The initial investment is incredibly high, both in dollars and in energy spent. That's because absolutely everything has to be launched from Earth and soft-landed on the moon until a working base can be set up. Think of how many TONS of equipment and supplies would be needed to construct even a small factory on the moon. And all of it has to be able to function long term in the incredibly hostile lunar environment.

And after you get that all set up and working, there are still two big problems:

1) The lunar day is two weeks long - and so is the lunar night.

2) Anything you manufacture on the moon will have incredibly high shipping costs to get it back to Earth.

Making solar panels here on earth is easy; the problem is making millions of them at a low price.

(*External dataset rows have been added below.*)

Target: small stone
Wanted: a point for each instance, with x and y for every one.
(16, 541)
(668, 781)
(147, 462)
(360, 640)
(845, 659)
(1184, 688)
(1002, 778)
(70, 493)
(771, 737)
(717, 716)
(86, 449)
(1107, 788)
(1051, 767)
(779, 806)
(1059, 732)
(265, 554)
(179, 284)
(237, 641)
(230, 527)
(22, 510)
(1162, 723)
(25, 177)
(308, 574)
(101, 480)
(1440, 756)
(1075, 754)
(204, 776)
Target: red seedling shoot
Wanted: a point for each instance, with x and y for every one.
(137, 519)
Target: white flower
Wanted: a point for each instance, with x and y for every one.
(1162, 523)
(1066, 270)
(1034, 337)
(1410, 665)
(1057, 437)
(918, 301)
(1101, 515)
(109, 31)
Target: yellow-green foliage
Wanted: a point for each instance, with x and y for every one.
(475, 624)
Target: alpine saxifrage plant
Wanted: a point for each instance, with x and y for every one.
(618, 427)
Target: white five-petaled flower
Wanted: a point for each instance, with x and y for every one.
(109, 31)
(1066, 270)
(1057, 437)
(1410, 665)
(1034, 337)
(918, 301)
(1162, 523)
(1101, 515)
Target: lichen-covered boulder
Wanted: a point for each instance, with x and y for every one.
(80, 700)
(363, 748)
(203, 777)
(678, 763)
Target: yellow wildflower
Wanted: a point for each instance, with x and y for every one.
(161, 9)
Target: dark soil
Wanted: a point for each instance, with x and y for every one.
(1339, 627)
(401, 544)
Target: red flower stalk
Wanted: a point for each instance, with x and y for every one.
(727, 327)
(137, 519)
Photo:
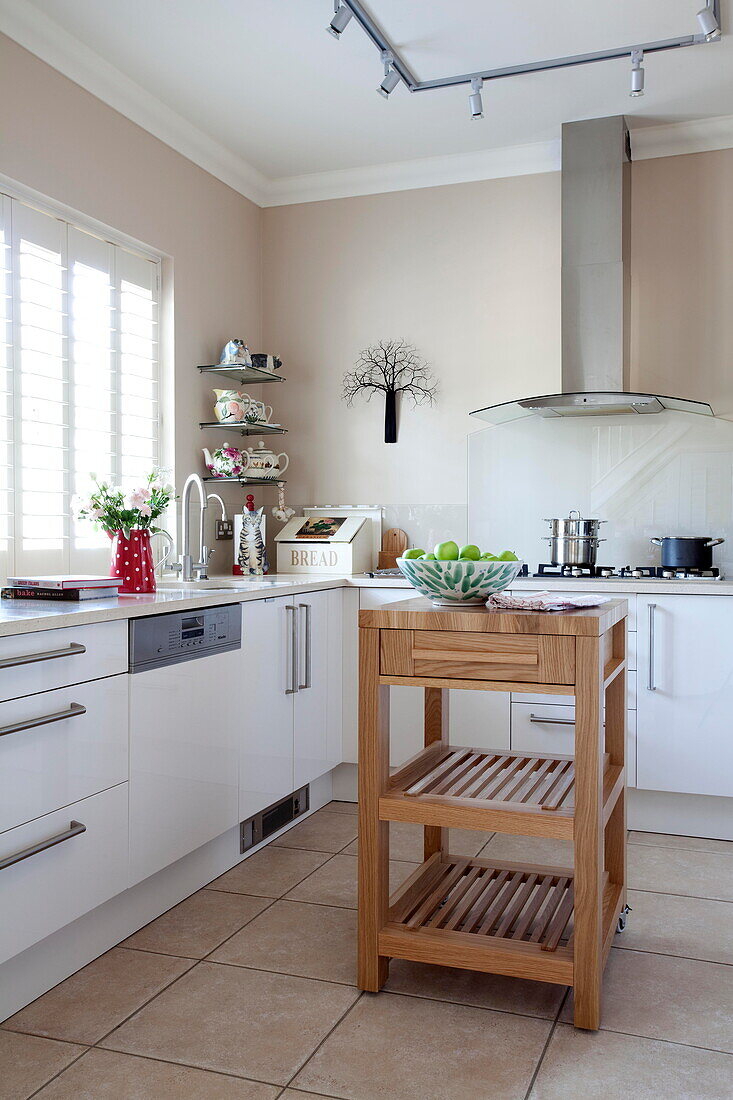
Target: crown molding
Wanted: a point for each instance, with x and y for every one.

"Computers - new tech (organic-based) can reduce power requirements, as could better software (instead of Windows bloatware) so computers can do more with the same power."

Current computers use about the same energy as their predecessors, but do far more. Turning them off when not in use can save enormous amounts of energy - but people have to do it!

The real question is: How many computers do we really need? Does EVERYTHING need a microprocessor?

In the excellent sci-fi spoof series "Red Dwarf", David Lister has a toaster with artificial intelligence. Made the point quite well.

"I think that there is plenty of optimism for techno-salvation. But, it requires some truly revolutionary thinking, and some real belt-tightening in the interim."

Agreed - but it also requires some truly reality-based thinking, not fantasies that defy or ignore basic laws of nature or technological realities.